China does not care about AI ethics or safety
How China approaches regulation will play a vital part in navigating AI’s unique risks. China’s goal is to have constructed comprehensive AI laws and regulations – including safety, control, ethics and policy—by 2030. While there is low engagement (pdf) with Western countries and institutions on discussions of AI safety, this doesn’t mean there is no discussion within China. A wide range of Chinese researchers are involved in translating IEEE’s Ethically Aligned Design report and there are growing efforts by Chinese scholars to tackle the hard questions of AI governance.
An indicator of China’s ambitions is how it shapes international AI standards, including for ethics.

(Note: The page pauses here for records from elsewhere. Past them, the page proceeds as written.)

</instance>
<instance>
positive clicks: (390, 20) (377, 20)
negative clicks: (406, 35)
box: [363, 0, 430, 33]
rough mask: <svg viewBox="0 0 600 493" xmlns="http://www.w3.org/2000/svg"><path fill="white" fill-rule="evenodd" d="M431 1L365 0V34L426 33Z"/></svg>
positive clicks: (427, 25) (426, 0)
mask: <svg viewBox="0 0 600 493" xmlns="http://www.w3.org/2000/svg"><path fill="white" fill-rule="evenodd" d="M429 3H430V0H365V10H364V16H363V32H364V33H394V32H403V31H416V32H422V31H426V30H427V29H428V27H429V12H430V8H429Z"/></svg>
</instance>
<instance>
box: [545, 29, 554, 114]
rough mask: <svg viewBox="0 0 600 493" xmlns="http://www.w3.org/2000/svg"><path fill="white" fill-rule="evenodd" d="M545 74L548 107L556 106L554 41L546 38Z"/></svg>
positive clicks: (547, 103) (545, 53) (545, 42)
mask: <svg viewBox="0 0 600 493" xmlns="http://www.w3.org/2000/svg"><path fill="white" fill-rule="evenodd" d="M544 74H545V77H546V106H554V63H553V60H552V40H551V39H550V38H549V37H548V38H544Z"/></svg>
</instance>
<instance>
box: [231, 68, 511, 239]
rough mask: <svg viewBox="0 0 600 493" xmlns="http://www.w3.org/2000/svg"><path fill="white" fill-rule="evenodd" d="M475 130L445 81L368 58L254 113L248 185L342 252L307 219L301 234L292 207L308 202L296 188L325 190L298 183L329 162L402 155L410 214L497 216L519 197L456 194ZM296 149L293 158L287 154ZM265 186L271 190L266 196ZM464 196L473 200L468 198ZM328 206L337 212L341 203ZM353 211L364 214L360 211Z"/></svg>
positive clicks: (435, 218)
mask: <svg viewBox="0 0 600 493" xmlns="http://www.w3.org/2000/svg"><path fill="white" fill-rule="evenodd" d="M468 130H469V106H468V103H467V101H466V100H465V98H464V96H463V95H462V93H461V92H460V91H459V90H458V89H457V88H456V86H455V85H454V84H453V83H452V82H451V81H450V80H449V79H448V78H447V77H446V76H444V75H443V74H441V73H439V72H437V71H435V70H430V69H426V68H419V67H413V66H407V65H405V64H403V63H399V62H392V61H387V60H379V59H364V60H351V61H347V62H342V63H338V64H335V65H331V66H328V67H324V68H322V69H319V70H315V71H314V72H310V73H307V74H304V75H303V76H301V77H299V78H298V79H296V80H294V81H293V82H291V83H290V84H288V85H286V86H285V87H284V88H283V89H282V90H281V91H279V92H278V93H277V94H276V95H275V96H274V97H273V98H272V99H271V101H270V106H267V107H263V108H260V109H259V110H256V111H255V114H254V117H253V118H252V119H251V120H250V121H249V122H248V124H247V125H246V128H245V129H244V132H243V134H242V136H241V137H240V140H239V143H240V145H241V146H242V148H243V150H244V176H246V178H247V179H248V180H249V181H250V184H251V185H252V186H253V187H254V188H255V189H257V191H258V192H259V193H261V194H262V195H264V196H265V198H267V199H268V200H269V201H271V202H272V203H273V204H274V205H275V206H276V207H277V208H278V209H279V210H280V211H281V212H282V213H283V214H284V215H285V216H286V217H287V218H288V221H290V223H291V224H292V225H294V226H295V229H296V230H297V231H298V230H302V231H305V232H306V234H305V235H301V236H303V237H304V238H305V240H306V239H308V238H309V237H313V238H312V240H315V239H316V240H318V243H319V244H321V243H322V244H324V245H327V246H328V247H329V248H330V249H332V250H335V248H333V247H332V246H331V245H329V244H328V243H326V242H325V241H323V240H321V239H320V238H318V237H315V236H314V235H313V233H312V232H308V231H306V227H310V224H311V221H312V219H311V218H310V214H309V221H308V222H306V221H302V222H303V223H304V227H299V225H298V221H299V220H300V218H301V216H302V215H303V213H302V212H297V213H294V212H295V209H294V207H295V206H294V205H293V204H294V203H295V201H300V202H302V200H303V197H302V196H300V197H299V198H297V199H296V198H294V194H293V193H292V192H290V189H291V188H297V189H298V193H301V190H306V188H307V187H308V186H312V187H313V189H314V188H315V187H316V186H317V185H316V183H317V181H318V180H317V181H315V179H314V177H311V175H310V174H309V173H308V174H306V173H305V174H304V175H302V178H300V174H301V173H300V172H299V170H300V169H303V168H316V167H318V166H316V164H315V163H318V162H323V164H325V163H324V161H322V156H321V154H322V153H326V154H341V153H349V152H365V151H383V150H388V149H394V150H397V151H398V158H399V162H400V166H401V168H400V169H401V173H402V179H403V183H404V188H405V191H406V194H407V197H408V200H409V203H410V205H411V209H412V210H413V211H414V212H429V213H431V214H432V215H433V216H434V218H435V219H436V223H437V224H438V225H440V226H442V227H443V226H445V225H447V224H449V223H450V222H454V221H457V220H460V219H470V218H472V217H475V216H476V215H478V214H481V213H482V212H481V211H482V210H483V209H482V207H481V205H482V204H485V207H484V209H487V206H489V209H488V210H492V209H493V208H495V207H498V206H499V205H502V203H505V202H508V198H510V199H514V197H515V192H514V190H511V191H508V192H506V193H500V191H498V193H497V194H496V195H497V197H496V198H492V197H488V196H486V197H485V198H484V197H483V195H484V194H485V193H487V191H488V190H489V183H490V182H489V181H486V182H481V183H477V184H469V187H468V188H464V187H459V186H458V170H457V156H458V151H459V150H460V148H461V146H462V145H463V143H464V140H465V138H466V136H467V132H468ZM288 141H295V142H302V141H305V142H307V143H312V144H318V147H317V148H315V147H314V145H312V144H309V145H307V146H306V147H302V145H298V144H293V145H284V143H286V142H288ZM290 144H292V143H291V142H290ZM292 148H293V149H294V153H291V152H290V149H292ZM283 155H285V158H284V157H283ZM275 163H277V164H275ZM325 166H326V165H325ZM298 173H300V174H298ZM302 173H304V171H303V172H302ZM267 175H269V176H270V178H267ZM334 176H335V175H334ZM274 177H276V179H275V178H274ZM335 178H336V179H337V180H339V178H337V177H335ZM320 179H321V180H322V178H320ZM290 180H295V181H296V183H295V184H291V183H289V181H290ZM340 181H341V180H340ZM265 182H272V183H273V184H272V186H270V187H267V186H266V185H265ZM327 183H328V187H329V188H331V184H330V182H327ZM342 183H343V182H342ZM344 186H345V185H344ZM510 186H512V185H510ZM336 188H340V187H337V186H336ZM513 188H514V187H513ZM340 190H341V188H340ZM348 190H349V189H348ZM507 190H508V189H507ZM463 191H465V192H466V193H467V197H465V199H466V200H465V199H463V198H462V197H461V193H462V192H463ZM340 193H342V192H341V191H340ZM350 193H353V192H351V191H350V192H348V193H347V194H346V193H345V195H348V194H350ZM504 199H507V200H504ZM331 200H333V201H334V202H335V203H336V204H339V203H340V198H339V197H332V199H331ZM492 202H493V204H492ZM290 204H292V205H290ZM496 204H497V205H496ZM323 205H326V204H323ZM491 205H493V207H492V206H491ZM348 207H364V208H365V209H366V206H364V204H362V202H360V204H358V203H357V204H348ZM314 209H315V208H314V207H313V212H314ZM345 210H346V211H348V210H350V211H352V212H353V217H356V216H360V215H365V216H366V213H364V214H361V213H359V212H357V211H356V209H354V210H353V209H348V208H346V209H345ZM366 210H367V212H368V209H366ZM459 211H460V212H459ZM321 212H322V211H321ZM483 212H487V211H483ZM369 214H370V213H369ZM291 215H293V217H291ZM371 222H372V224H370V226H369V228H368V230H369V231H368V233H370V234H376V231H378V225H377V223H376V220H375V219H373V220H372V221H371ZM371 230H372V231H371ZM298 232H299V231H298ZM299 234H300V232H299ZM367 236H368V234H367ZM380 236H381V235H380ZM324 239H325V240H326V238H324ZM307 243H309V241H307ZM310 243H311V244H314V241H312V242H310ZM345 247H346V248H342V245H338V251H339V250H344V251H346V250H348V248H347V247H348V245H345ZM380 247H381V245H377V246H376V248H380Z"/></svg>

An influential book by Tencent researchers, Artificial Intelligence: A National Strategic Initiative for Artificial Intelligence, calls for strong regulations and that “China should also actively construct the guidelines of AI ethics, play a leading role in promoting inclusive and beneficial development of AI. In addition, we should actively explore ways to go from being a follower to being a leader in areas such as AI legislation and regulation, education and personnel training, and responding to issues with AI.”
A pain point in the development of AI in China is data liberalization. In January 2018, the Chinese government released a new national standard on the protection of personal information, which contained more comprehensive and onerous requirements than even GDPR. As Ding states, “this vigorous and unresolved debate over data privacy combats common misperceptions of China’s relatively lax privacy protections and is an important one to follow as China advances in AI.”
It’s challenging to understand the AI landscape in China, which shouldn’t come as a surprise. This makes it particularly difficult to get a handle on the co-called “AI arms race.” The reality is more complex, dynamic and political and will undoubtably become even more so as the trade-induced tensions between the US and China continue.